Surprisingly even the petitioners did not bring out the inherent discrimination between
the husband and wife and majorly focused on the practice of triple talaq being un-Islamic
rather than bringing out the ills of triple talaq. This created a political situation of cultural
minority versus modernity debate. As minority groups like All India Muslim, Personal Law
Board saw this as a question of their Muslim identity. This case could have seen almost
the same result as the case of Shah Bano case 15. Where the judgement delivered by 5
judges Hindu males, triggered the Muslim community by a plea to invoke Uniform Civil
Code and the adverse comments made by the court against Prophet and Islam. All of
this led to the drawing of sharp boundaries where Muslim women were called on to
choose between their religion and their gender claims. 16 ultimately this led to Shah Bano
completely renouncing the divorce maintenance. Fortunately, nothing similar to those
lines has occurred in this case. However, maybe in the fear of not wanting a similar
outcome the judgement almost ended up completely ignoring such an important aspect
of equality. Therefore while giving the judgement concerning equality marriage as an
institution was given a higher priority. 

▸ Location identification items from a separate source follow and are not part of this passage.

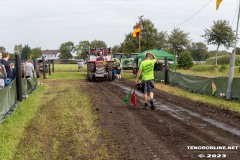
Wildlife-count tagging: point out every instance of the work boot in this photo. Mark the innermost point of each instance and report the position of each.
(145, 107)
(152, 105)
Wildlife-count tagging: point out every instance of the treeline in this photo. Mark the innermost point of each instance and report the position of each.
(176, 42)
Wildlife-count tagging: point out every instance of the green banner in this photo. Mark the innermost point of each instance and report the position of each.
(221, 84)
(193, 84)
(159, 76)
(8, 99)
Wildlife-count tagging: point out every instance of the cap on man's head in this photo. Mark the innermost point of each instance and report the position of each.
(147, 53)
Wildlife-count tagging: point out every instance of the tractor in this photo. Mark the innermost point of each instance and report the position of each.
(100, 68)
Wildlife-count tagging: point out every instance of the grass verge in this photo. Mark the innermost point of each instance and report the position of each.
(12, 129)
(221, 103)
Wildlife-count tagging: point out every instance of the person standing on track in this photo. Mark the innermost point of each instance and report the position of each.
(147, 70)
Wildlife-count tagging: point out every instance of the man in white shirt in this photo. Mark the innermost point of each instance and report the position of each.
(29, 69)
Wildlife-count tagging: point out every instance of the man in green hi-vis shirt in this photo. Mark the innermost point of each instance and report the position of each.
(147, 70)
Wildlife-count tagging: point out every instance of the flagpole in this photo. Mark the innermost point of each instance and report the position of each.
(139, 37)
(232, 62)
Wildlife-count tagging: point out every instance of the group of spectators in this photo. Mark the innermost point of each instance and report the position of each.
(7, 70)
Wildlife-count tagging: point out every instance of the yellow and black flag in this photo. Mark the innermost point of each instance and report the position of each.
(218, 4)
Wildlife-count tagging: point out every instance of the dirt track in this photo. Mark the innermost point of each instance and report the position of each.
(166, 132)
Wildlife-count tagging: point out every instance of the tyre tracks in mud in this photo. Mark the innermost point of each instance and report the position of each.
(167, 131)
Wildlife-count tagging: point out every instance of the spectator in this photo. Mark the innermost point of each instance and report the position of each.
(80, 65)
(146, 70)
(101, 57)
(29, 69)
(5, 62)
(12, 67)
(118, 67)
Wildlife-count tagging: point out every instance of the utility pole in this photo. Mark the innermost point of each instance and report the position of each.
(232, 62)
(139, 41)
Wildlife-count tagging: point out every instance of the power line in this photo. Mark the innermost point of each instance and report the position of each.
(192, 15)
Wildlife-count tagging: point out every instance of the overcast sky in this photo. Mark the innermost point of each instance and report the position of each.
(49, 23)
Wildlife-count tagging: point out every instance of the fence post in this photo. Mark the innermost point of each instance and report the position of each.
(49, 67)
(18, 77)
(166, 70)
(53, 66)
(44, 71)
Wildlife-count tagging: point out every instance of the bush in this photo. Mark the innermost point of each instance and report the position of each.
(185, 60)
(222, 68)
(223, 60)
(204, 68)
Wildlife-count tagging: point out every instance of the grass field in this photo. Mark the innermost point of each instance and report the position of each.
(210, 73)
(222, 103)
(54, 122)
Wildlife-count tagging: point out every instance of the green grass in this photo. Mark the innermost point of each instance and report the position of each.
(222, 103)
(67, 67)
(66, 127)
(209, 71)
(12, 129)
(67, 75)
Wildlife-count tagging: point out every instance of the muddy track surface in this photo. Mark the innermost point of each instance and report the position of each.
(170, 131)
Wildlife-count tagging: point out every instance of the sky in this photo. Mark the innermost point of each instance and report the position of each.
(49, 23)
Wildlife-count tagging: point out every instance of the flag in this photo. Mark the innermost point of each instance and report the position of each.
(127, 97)
(136, 31)
(133, 99)
(218, 3)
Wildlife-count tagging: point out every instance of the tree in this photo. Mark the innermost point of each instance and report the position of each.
(82, 49)
(178, 41)
(26, 51)
(2, 49)
(162, 40)
(130, 44)
(185, 60)
(36, 53)
(219, 34)
(199, 51)
(148, 37)
(18, 48)
(66, 50)
(237, 51)
(98, 44)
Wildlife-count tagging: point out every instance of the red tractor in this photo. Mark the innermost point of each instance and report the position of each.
(100, 64)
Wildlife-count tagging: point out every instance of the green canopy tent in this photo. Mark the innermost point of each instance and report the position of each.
(160, 54)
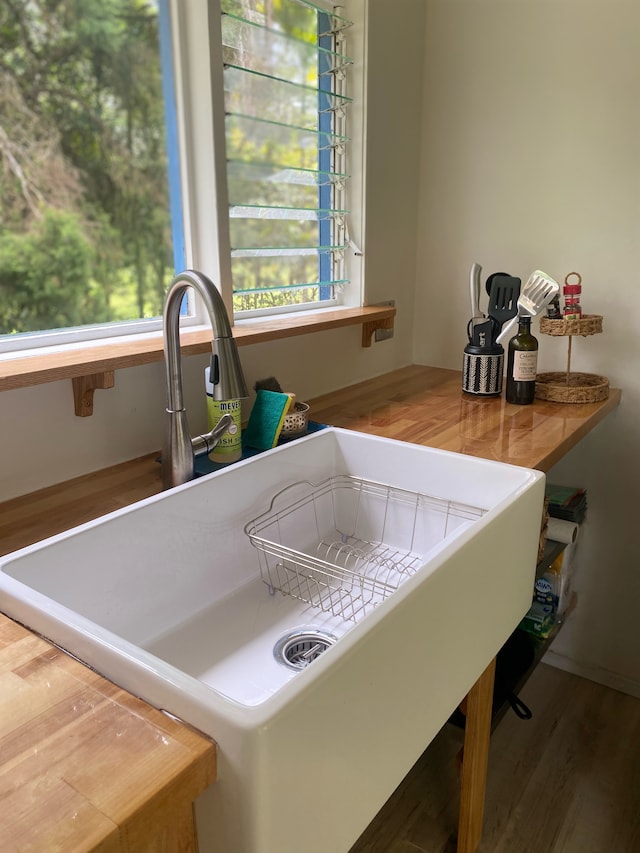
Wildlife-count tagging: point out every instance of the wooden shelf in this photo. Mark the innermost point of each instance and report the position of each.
(53, 364)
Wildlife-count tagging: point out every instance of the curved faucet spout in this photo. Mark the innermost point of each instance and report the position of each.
(178, 450)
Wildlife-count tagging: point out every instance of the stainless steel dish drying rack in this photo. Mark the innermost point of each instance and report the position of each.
(345, 544)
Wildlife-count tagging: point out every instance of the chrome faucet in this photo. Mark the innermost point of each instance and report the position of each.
(179, 449)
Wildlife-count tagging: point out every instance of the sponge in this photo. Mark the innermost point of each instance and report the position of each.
(266, 419)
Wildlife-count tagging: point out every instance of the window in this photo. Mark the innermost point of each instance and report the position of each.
(285, 71)
(85, 229)
(96, 217)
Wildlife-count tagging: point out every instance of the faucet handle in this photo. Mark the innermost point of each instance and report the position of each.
(204, 444)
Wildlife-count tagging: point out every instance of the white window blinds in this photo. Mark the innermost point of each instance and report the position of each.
(285, 76)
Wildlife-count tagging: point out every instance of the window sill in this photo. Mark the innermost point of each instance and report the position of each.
(97, 360)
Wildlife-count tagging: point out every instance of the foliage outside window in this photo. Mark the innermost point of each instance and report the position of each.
(85, 230)
(286, 103)
(85, 216)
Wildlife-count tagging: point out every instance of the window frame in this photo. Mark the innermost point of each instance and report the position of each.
(197, 71)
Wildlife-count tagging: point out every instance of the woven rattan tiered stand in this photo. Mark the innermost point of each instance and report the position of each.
(568, 387)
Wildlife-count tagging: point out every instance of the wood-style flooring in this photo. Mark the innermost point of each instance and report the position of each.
(567, 781)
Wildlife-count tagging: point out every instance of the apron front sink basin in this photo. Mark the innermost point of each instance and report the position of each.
(319, 610)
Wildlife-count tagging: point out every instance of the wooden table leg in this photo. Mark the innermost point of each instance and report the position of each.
(474, 761)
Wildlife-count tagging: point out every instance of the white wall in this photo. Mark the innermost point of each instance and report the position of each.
(43, 442)
(531, 160)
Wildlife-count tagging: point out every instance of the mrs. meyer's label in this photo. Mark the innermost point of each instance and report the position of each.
(231, 440)
(525, 365)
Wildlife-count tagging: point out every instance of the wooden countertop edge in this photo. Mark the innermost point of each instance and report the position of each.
(51, 510)
(51, 365)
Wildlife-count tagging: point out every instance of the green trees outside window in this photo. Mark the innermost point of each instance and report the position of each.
(85, 230)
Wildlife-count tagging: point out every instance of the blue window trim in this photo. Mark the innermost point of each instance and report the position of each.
(325, 126)
(171, 132)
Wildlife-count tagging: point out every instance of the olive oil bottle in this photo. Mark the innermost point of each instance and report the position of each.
(522, 365)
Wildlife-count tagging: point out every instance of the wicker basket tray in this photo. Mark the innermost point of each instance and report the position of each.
(588, 324)
(572, 387)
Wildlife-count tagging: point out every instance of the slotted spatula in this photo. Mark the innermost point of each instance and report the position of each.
(534, 298)
(504, 291)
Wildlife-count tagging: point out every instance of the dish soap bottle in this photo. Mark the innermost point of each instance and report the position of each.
(229, 448)
(522, 365)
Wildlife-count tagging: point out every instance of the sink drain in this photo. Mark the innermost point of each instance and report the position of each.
(299, 648)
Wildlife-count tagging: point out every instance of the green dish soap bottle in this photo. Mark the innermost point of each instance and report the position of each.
(522, 365)
(229, 448)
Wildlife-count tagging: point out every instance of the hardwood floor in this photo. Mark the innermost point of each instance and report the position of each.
(567, 781)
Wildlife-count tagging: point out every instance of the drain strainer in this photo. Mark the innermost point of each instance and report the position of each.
(299, 648)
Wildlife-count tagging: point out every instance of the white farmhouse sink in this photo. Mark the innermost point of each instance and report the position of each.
(166, 599)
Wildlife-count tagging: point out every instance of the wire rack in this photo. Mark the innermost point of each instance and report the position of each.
(346, 544)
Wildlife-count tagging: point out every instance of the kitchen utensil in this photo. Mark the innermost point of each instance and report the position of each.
(503, 297)
(474, 294)
(534, 298)
(482, 332)
(489, 281)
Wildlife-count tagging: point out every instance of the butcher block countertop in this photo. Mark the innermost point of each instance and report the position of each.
(85, 766)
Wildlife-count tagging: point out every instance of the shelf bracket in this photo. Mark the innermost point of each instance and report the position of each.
(382, 329)
(83, 388)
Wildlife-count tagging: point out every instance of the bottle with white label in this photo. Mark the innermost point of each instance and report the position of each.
(229, 447)
(522, 365)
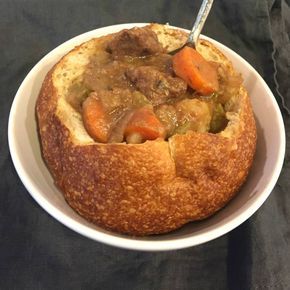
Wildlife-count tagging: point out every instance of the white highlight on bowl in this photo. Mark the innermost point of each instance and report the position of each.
(26, 156)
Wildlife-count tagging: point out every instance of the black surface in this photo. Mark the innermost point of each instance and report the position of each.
(37, 252)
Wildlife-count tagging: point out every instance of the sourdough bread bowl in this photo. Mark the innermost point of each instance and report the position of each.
(148, 188)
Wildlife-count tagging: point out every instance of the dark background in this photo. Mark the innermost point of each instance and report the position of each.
(37, 252)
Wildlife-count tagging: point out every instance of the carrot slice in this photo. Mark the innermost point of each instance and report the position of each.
(95, 119)
(145, 123)
(199, 74)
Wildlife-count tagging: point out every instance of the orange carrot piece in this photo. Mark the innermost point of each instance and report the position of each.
(145, 123)
(95, 119)
(199, 74)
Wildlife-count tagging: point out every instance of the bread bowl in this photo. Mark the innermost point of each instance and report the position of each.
(148, 188)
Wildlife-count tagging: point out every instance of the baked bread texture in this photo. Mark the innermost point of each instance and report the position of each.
(148, 188)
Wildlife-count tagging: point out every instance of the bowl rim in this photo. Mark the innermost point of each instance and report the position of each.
(128, 242)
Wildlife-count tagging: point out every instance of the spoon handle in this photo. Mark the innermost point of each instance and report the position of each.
(199, 22)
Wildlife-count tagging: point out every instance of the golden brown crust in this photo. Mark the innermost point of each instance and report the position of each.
(149, 188)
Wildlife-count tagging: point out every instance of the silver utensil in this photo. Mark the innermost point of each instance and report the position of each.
(198, 25)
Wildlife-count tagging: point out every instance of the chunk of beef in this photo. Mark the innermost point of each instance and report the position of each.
(157, 86)
(135, 42)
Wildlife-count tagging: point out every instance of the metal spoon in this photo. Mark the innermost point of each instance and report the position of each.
(198, 25)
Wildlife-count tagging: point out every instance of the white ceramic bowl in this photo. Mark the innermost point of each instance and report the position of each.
(25, 152)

Right to freedom of religion 


As far as religious aspects go the Justice Niraman did not agree that it would be under
the protection of Article 25 as it only protects those practices which is an integral part of
the religion which many scholars and commentaries on the same in Sharia have said is
otherwise.  

While discussing triple talaq especially the religious aspect of the case Justice Joseph
who although agreed with Justice Niraman but took a different route to achieve the end
goal. He disagreed with Justice Niram that it was not upon judges to decide on religious
matters. Justice Joseph goes on to say that when a private law is unclear on a particular
issue it is left for the judge to decide what the law means to say. Therefore in this case
the judge has to decide on what is the given scenario of the particular practice or custom
as no one else can. He looked at this case completely from the cultural point of view and
chose to ignore the constitutional aspect as according to him only the legal sanctity of
triple talaq in Muslim personal law needed to be determined. 

Therefore what we can see is that Justice Joseph tactfully reaches the same outcome as
many without actually having to enroute through constitutional rights, secularism or
uniform civil code. He mainly relies on commentaries on Muslim Law and judgements
relying on the commentaries on Muslim law by Muslim Judges – which was key in
invalidating the triple talaq and maintaining a politically viable judgement, without
causing a lot of communal backlash or tension. 17

Conclusion 
It is no doubt that the triple talaq judgement has become a landmark judgement
especially on the aspect of private law in this country. It has given us various aspects on
how to deal with them especially Justice Joseph’s “culturally grounded” judgement. This
judgment showed that the Supreme Court has learned from its past mistakes on
personal law. Even though it lacked to give clarity on gender justice and inequality in
personal laws and how they are to be treated. It also did not address if “setting aside”
triple talaq meant that it had no legal effect at all or three utterances meant one.
Therefore all said and done, it is a move towards equality and has given a backbone to
how future personal law and social amendments need to take place. This judgement
also handled the minority in a very viable way which is a step toward secularism. It is
hoped that this judgement will be taken in the bright light and will help Muslim women to
live a better and more secure life as guaranteed by the law of the land.